SEO or SEM First?Whenever we start up with a new client, one of the first questions that often comes up is whether or not we should focus on Search Engine Marketing (SEM) or Search Engine Optimization first. Lisa Barone discusses this point in her recent post about What Comes First: PPC or SEO?.

As part of her post, she reviews a Wilson Web article written by iPlenus Solutions’ Director of Web Design Paul Schmidt. Paul advocates the notion of always starting out with PPC.

Lisa correctly observes that there are many reasons for laying down the foundation of your SEO strategy in advance too. For example, you would not want to build a site for PPC purposes up front, and then find out that it does not meet the needs of your SEO strategy from a structural point of view. Part of her post outlines the need to do keyword research as a part of developing the site hierarchy, and that this research needs to be done before you build your site.

We completely agree. It’s important to understand that if you put a site together without understanding your SEO considerations up front, that you will almost inevitably end up having to redo your site. This is expensive and time consuming. It can also be harmful to your search engine rankings while the search engines adapt to your site changes.

Another hidden cost is that if you launch a PPC focused site first, you might not take into account basic architectural and code design decisions that need to be made correctly. This happened with one site I know, and resulted in a site that is fundamentally uncrawlable. Substantial work now needs to be done to salvage their site and the long term prospects for their business have been damaged. Always do your initial SEO plan (and the related keyword research) before you build your site.

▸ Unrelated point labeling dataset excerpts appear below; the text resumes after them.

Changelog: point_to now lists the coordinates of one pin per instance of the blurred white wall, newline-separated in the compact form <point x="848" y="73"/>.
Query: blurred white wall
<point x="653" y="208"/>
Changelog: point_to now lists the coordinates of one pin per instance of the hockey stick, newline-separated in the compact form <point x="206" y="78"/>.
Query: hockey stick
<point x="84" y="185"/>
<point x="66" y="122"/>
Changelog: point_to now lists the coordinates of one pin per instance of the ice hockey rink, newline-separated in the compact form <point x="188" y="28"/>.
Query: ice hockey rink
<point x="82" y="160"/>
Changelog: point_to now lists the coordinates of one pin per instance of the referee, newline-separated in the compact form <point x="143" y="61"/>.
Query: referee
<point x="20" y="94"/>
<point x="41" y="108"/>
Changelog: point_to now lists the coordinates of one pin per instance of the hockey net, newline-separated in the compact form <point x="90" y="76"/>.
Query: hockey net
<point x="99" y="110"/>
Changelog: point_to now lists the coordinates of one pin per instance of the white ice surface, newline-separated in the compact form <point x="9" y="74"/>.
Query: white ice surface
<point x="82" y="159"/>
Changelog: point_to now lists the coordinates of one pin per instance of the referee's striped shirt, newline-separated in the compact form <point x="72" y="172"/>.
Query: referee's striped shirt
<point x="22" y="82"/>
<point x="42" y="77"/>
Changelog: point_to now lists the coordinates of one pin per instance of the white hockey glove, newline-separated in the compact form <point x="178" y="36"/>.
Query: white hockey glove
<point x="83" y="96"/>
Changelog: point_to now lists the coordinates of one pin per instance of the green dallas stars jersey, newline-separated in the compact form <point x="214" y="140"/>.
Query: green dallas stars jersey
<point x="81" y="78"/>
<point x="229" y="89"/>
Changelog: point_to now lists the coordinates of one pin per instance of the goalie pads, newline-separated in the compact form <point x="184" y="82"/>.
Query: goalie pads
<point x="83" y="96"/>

Another factor to consider is that SEO has a much longer lead time. Search engines don’t index your page overnight, and developing good rankings take time. While instant revenue (and customer data) from PPC may be attractive, you may also want to make sure that you get the “clock ticking” on getting your site to rank for key terms, by getting it up and running as quickly as possible. Given the importance of organic search engine rankings to branding this may be a higher priority for some businesses than PPC revenue.

Note that there are some real benefits to getting involved in PPC early. As outlined by Paul, early PPC does provide real value in seeing what messages users respond to, what causes them to buy, and, of course, potential profit. The messaging and conversion data can affect what you do with your site design too. But we see this as a second order effect which you can apply to the 2nd pass of your site architecture.